Pembrolizumab Improves Disease-Free Survival in dMMR Endometrial Carcinoma

News
30 November 2024
Pembrolizumab

A randomized double-blind phase III study conducted by Merck Sharp & Dohme demonstrates that adding pembrolizumab to first-line chemotherapy does not improve disease-free survival in the overall study population. However, subgroup analysis suggests a potential benefit in patients with dMMR tumors. The study was published in the leading scientific journal Annals of Oncology.

Endometrial carcinoma is the sixth most common cancer in women. Its incidence has increased worldwide over the past three decades. Following diagnosis, patients are generally treated initially with surgery. Adjuvant therapy consisting of chemotherapy and possibly (chemo)radiotherapy may subsequently be administered depending on the risk of recurrence.

Previous studies had already demonstrated a benefit of pembrolizumab in patients with advanced endometrial carcinoma, particularly in the dMMR or MSI-H subgroups, or in combination with lenvatinib.

In this study, patients were randomized (1:1) to chemotherapy combined with placebo or pembrolizumab. Chemotherapy was administered for six or seven weekly or three-weekly cycles. This was followed by six additional cycles of pembrolizumab or placebo administered every six weeks.

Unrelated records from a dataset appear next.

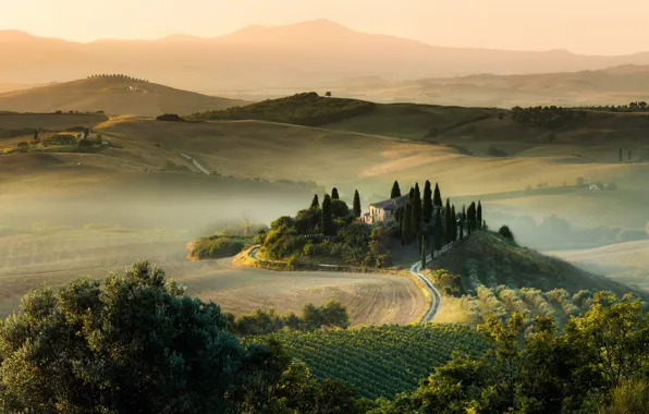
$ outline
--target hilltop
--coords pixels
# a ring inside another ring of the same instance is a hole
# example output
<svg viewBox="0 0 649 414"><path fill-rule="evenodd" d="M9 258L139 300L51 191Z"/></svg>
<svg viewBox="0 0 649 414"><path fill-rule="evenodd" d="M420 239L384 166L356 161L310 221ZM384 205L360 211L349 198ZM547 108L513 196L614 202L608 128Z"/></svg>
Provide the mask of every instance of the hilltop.
<svg viewBox="0 0 649 414"><path fill-rule="evenodd" d="M511 243L492 232L476 232L468 240L433 260L432 267L462 276L463 289L485 285L534 288L541 291L564 289L571 294L580 290L610 290L619 295L627 285L588 271L531 248Z"/></svg>
<svg viewBox="0 0 649 414"><path fill-rule="evenodd" d="M0 111L106 113L159 115L219 110L248 102L175 89L125 75L99 75L84 80L0 94Z"/></svg>

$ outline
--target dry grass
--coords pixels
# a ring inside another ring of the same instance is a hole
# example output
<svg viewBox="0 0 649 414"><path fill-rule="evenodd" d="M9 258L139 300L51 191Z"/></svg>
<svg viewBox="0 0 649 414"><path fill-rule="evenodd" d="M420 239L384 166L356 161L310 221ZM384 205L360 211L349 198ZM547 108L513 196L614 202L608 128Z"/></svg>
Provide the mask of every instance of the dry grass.
<svg viewBox="0 0 649 414"><path fill-rule="evenodd" d="M224 310L250 313L274 307L299 312L306 303L340 301L353 326L417 321L428 300L408 278L380 273L277 272L236 268L230 259L185 260L183 232L56 230L0 238L0 314L15 309L20 297L44 283L56 285L81 275L105 276L148 258L166 268L188 294L213 300Z"/></svg>
<svg viewBox="0 0 649 414"><path fill-rule="evenodd" d="M139 90L128 90L131 86ZM0 95L0 110L23 112L103 110L106 113L159 115L219 110L245 104L247 102L243 100L206 96L154 83L106 77L79 80Z"/></svg>

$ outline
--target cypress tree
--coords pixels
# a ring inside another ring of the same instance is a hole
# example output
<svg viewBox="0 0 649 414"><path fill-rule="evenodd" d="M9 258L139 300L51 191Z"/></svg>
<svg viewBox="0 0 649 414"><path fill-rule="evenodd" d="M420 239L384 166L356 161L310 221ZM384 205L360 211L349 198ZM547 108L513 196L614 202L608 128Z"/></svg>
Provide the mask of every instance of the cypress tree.
<svg viewBox="0 0 649 414"><path fill-rule="evenodd" d="M324 194L324 199L322 199L322 217L320 219L320 229L322 229L322 234L333 235L333 219L331 218L331 197L329 197L329 194Z"/></svg>
<svg viewBox="0 0 649 414"><path fill-rule="evenodd" d="M358 195L358 190L354 191L354 207L352 207L352 214L355 218L360 217L360 195Z"/></svg>
<svg viewBox="0 0 649 414"><path fill-rule="evenodd" d="M421 207L421 216L425 223L429 223L432 219L432 190L430 190L430 181L426 180L424 186L424 206Z"/></svg>
<svg viewBox="0 0 649 414"><path fill-rule="evenodd" d="M451 200L446 198L446 206L444 207L444 242L446 244L452 242L452 224L453 222L451 218Z"/></svg>
<svg viewBox="0 0 649 414"><path fill-rule="evenodd" d="M418 183L415 183L415 196L413 197L413 229L419 238L421 235L421 194Z"/></svg>
<svg viewBox="0 0 649 414"><path fill-rule="evenodd" d="M318 200L318 194L314 195L314 199L311 200L311 208L320 208L320 202Z"/></svg>
<svg viewBox="0 0 649 414"><path fill-rule="evenodd" d="M460 217L460 240L464 240L464 227L466 226L466 208L462 206L462 216Z"/></svg>
<svg viewBox="0 0 649 414"><path fill-rule="evenodd" d="M455 206L451 207L451 241L455 242L457 240L457 217L455 216Z"/></svg>
<svg viewBox="0 0 649 414"><path fill-rule="evenodd" d="M426 244L424 243L424 236L420 238L419 252L421 252L421 269L426 269Z"/></svg>
<svg viewBox="0 0 649 414"><path fill-rule="evenodd" d="M403 215L403 240L405 244L413 241L413 206L407 204Z"/></svg>
<svg viewBox="0 0 649 414"><path fill-rule="evenodd" d="M390 198L401 197L401 188L399 188L399 183L394 180L394 184L392 184L392 191L390 192Z"/></svg>
<svg viewBox="0 0 649 414"><path fill-rule="evenodd" d="M436 251L444 246L444 228L442 227L442 210L438 208L434 210L434 232L432 234L432 244Z"/></svg>
<svg viewBox="0 0 649 414"><path fill-rule="evenodd" d="M438 183L434 183L434 195L432 196L432 205L436 207L442 207L442 195L440 194L440 186Z"/></svg>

The analysis showed that the study failed to meet its primary endpoint of disease-free survival. The reason for this remains unclear, particularly because this finding contrasts with the significant progression-free survival benefit observed with the combination of pembrolizumab, carboplatin, and paclitaxel in advanced or recurrent endometrial carcinoma.

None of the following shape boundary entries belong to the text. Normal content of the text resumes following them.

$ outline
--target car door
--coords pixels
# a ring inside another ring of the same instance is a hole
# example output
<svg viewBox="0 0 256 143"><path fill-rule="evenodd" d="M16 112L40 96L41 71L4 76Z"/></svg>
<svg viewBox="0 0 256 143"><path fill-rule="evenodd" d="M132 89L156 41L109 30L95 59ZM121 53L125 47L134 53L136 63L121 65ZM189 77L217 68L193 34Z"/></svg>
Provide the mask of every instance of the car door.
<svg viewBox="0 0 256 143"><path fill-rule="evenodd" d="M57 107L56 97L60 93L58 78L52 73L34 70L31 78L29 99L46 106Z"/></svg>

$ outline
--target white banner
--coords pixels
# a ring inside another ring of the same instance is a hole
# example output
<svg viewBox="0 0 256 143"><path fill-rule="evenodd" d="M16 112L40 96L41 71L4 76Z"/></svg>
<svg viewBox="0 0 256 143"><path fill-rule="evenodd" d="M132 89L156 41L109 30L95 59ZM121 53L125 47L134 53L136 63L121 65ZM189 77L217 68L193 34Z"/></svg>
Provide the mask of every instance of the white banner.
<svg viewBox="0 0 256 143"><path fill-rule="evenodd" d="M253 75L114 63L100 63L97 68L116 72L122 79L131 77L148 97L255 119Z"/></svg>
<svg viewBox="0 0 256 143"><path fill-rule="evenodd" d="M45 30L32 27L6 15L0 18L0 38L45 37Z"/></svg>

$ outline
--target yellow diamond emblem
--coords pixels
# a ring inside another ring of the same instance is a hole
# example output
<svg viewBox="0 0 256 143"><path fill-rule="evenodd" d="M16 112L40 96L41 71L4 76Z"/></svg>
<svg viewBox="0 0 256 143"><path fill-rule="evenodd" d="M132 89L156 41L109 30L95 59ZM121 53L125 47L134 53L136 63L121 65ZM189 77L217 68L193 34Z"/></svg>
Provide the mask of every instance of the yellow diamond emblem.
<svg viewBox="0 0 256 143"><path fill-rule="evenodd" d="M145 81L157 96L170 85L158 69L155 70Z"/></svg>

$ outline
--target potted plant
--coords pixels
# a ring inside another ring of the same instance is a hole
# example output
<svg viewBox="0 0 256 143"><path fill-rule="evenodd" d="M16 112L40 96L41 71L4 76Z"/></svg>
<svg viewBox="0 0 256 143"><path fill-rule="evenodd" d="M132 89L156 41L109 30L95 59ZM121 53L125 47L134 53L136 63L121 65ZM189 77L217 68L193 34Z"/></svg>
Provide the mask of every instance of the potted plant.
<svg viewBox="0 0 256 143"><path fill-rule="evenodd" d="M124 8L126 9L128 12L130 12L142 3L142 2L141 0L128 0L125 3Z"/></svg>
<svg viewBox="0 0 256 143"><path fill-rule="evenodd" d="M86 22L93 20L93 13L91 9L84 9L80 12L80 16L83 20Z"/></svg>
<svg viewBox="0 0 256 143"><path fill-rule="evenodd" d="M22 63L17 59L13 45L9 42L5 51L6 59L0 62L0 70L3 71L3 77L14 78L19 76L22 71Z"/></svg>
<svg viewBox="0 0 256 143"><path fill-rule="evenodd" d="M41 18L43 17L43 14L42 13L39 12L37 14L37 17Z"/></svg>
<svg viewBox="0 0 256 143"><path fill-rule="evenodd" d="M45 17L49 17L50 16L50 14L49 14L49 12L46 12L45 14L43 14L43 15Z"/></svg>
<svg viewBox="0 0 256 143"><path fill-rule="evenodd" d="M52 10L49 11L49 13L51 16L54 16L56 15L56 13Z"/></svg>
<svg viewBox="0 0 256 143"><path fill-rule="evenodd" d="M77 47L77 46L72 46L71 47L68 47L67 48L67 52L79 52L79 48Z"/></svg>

Several explanations may account for this discrepancy. Participants in this study had no residual disease after surgery, unlike patients in previous studies. Consequently, biological differences in the induced immune response may exist. This is particularly relevant in moderately immunogenic phenotypes such as pMMR tumors, but less so in highly immunogenic tumors such as dMMR. Furthermore, endometrial carcinoma is a highly heterogeneous disease characterized by mutations that differ between early and advanced stages, potentially influencing immune responses. In addition, research has shown that pMMR endometrial carcinoma is highly heterogeneous, whereas dMMR endometrial carcinoma appears less so. The latter generally seems to be associated with a poorer prognosis, making the impact of pembrolizumab more difficult to demonstrate.

The safety profile was consistent with the known profiles of the individual agents. The addition of pembrolizumab did not exacerbate chemotherapy-related adverse events.

Adding pembrolizumab to adjuvant chemotherapy did not improve disease-free survival. However, subgroup analyses suggest that pembrolizumab may provide a clinically meaningful benefit in disease-free survival among dMMR patients in the curative setting.